持っていた矢をすぐに彼に向けて、驚かせた。
「私を殺すつもりじゃないよね?」
私が尋ねると、彼は目を見開いて言った。
「君こそ、私を殺すつもりだったんだろ」
彼の靴のナイフを見た。
「ちょっと、僕が君を殺そうとしてると思ってるなら、それは違うよ。僕はしばらく君のことを見てたんだ」
そう言うから、私は眉をひそめた。
「何者なの?」
私が尋ねると、彼は自分に向けられた矢を折った。私はゆっくりと矢を下げて、彼を見て眉をひそめた。
「さっきここを通ったんだけど、カストロの男が君が寝てる間に登ってきて、殺そうとしてるのを見たんだ。だから、そいつより先にやったんだよ」
そう言うから、私はゴクリと飲み込んだ。
「それで、君の木の近くのアゴに隠れて、君が寝てる間、見守ってたんだ」
彼はそう言って、私達の視線を避けた。
「あ、ありがとう」
私が言うと
「いや、僕こそありがとうって言わなきゃ」
彼はそう言うから、彼を見た。
「モンスターから僕を救ってくれた」
彼は笑顔で言った。
「あなたが寝てる間も助けてくれた」
そう言って、一緒に笑った。
「これでチャラだね」
彼はそう言って笑った。笑うのをやめて、彼の口を手で塞いで、彼に私を見させて静かにするように言った。

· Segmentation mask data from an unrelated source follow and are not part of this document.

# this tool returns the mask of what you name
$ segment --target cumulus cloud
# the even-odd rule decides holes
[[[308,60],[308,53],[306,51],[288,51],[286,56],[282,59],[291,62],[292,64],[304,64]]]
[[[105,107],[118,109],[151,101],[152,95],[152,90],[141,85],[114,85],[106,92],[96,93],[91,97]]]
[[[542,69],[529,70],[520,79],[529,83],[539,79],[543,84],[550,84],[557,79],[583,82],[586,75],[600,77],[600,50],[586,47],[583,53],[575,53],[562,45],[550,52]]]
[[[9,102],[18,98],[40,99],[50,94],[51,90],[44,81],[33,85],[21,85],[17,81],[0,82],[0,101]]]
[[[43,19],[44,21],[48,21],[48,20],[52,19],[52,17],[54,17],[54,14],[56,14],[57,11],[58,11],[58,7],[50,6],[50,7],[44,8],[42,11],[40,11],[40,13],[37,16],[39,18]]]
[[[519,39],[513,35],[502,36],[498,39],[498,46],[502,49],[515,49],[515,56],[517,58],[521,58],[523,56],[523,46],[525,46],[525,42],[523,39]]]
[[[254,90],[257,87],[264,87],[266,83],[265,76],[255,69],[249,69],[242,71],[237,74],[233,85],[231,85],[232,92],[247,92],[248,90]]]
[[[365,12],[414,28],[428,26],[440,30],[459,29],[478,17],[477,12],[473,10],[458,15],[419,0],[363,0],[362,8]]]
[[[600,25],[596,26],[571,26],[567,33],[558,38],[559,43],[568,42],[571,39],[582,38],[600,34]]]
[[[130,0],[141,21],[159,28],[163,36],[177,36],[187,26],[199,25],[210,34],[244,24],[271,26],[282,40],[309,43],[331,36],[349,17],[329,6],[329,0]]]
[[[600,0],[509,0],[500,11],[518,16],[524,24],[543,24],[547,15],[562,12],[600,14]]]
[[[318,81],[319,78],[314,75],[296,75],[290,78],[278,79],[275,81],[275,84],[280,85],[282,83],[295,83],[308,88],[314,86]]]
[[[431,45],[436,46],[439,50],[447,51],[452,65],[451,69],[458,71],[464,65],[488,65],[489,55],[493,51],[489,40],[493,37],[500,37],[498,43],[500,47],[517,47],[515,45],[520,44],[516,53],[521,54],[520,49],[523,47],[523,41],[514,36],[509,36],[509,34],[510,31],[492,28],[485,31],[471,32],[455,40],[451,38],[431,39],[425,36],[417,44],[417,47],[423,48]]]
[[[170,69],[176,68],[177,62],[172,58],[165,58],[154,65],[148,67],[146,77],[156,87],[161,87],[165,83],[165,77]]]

アゴに何かの生き物を感じた。木の顎をそっと覗くと、モンスターが顎のあたりにいて、周りを見渡しているのを見て、愕然とした。
すぐに座席を調整して、ダークを見た。
「モンスター…」
囁いて、顎を指し示した。彼女の目は大きく見開かれ、彼女もゴクリと飲み込んだ。
「静かに」
囁くと、彼は頷いた。数分間、顎を感じていた。
「ファック!」
ダークと私は同時に叫んだ。私達が隠れている木が揺れた。顎を覗くと、モンスターが木を揺らしているのを見た。私はすぐにカバンと弓を取り出した。
「もうすぐ、私達が座ってる枝が折れるから、覚悟して」
ダークにそう言って、ゴクリと飲み込んだ。
「枝が折れたら、モンスターから逃げよう。モンスターを混乱させるために、別れなきゃならない」
彼はそう言うから、私は頷いた。
「私はあなたー」
言い切る前に、ダークと私がいた枝が落ちた。